IWL’s attempt to increase its stake in Perth-based online broking group Sanford continues to be embroiled in controversy, with IWL chief executive Otto Buttula having to survive a Supreme Court action last week to remove him from the Sanford board.

The Supreme Court in Western Australia ruled against an application made by a Sanford shareholder to prevent Buttula from taking up his position on the board.

The application came one week after IWL revealed it had struck a deal to boost its stake in Sanford from around five per cent to nearly 10 per cent, with options to further increase the stake to more than 17 per cent. As part of the deal, Buttula was handed a spot on the Sandford board.
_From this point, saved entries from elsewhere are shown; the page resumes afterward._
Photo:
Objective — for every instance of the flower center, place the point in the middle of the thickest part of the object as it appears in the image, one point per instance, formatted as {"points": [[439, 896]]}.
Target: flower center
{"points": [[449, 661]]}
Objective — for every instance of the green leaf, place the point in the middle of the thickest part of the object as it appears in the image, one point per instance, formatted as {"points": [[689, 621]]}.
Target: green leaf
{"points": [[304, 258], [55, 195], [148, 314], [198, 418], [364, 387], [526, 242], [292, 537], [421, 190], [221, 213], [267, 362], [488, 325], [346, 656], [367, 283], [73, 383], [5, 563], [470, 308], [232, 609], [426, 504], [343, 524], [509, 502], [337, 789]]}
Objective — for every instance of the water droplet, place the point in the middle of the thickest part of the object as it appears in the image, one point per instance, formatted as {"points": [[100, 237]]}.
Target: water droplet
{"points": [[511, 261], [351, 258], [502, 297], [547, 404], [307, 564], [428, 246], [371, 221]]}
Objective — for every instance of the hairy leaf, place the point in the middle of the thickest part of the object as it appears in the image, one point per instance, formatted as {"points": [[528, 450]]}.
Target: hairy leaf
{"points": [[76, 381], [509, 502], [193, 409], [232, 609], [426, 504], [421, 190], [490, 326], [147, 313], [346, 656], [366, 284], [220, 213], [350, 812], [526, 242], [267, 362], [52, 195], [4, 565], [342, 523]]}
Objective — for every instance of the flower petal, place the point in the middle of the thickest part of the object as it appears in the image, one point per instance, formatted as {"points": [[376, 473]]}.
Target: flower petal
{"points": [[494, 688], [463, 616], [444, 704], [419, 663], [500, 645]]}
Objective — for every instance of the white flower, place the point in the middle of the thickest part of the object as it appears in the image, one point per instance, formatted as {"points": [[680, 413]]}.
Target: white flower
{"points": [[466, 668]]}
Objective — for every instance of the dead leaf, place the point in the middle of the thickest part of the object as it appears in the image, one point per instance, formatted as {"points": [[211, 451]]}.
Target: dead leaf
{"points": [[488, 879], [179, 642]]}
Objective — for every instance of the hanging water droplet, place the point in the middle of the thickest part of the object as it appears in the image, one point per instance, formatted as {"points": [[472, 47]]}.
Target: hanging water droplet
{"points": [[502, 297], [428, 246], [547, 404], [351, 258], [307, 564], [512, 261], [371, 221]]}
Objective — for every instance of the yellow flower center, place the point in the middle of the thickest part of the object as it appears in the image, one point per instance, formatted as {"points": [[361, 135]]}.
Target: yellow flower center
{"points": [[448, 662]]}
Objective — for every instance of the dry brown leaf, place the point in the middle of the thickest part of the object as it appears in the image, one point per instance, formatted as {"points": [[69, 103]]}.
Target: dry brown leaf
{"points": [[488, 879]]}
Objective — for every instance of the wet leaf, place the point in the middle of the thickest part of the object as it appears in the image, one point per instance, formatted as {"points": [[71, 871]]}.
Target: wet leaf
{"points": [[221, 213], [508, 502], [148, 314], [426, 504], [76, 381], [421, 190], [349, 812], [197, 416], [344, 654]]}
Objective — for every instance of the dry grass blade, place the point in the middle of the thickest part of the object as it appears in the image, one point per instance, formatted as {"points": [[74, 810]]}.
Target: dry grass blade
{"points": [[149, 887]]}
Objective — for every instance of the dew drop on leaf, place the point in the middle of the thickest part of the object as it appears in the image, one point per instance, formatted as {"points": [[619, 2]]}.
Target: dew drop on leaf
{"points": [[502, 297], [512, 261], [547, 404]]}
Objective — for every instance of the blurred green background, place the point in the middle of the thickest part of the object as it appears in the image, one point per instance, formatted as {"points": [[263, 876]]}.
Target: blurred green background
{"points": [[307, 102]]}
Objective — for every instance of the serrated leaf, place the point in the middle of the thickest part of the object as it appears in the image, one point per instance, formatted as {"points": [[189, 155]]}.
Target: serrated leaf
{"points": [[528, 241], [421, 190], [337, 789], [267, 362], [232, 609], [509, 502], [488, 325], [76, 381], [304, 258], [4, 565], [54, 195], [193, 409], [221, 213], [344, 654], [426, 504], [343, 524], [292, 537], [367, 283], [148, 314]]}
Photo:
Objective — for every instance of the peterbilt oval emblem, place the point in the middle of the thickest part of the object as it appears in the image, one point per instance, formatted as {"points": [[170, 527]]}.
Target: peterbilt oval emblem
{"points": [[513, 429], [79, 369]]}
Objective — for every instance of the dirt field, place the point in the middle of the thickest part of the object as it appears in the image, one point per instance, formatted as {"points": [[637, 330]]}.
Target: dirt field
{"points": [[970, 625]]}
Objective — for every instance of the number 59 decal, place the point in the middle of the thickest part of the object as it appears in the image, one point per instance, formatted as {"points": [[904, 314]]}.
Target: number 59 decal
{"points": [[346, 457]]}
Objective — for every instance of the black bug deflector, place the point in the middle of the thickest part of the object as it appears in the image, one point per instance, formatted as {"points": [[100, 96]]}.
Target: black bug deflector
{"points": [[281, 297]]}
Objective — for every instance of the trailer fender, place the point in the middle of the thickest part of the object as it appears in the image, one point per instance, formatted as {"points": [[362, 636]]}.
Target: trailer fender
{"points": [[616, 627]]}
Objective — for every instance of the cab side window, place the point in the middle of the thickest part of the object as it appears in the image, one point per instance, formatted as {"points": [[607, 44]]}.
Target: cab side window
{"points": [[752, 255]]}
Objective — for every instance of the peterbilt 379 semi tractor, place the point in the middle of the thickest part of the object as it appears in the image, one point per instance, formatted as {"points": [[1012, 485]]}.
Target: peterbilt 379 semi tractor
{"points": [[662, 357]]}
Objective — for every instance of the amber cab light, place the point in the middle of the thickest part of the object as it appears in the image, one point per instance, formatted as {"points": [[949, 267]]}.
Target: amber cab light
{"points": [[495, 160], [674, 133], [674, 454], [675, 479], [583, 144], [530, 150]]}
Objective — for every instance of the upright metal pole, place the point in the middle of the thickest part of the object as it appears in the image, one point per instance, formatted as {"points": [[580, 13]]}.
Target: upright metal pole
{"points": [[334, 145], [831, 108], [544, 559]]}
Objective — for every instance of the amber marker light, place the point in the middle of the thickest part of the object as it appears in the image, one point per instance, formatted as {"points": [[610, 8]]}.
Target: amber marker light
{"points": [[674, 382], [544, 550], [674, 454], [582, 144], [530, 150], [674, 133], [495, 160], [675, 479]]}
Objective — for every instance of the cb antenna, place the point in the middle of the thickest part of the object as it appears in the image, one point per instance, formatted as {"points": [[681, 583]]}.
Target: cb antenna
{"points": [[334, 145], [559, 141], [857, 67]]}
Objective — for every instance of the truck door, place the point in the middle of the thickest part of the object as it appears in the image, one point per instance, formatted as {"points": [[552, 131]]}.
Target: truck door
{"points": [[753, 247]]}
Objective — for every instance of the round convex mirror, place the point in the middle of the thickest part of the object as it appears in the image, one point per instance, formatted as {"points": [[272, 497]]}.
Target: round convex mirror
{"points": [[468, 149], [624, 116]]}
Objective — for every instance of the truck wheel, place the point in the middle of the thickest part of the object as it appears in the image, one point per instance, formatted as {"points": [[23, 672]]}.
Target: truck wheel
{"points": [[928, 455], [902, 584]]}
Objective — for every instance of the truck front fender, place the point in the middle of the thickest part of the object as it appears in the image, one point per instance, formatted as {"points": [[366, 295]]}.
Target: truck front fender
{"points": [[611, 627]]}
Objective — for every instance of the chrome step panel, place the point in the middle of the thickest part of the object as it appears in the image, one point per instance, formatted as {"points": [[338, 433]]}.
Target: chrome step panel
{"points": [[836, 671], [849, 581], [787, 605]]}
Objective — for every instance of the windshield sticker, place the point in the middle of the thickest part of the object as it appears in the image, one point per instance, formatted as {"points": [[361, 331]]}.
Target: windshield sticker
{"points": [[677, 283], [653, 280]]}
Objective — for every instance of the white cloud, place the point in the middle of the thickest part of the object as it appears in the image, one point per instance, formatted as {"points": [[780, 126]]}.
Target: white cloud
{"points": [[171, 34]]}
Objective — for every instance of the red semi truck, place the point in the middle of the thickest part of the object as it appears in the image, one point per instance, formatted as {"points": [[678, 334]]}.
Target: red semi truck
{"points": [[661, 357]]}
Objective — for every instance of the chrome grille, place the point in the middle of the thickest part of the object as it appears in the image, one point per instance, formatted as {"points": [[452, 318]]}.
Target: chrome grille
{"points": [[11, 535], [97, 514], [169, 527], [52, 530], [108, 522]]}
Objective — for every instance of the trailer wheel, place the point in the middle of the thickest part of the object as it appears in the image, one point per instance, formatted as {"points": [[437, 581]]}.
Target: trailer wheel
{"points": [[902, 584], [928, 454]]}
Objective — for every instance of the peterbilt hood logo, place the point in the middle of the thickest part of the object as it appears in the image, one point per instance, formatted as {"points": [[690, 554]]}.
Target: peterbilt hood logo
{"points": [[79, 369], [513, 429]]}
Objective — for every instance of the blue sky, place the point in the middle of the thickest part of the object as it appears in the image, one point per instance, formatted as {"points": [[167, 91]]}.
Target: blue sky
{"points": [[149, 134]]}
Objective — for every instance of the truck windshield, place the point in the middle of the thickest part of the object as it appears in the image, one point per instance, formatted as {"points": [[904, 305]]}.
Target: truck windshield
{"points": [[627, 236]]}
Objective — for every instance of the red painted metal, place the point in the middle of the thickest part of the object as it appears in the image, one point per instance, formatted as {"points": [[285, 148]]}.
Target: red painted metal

However Sanford’s board may still be headed for a major shake up, with a general meeting of Sanford shareholders set for December 10, to vote on two separate resolutions to remove five of the group’s directors, including chief executive Steven Goh.

Both resolutions were filed in the wake of IWL’s deal to take a bigger stake in Sanford.

Meanwhile, IWL’s deal with Sanford is causing ructions for the group’s proposed merger with sharemarket information system provider Iress Market Technology.

A meeting of IWL shareholders has been set for November 8, to approve the Iress merger, but Iress has said it was not involved in the negotiations between IWL and Sanford and would seek further information about the deal before considering its response.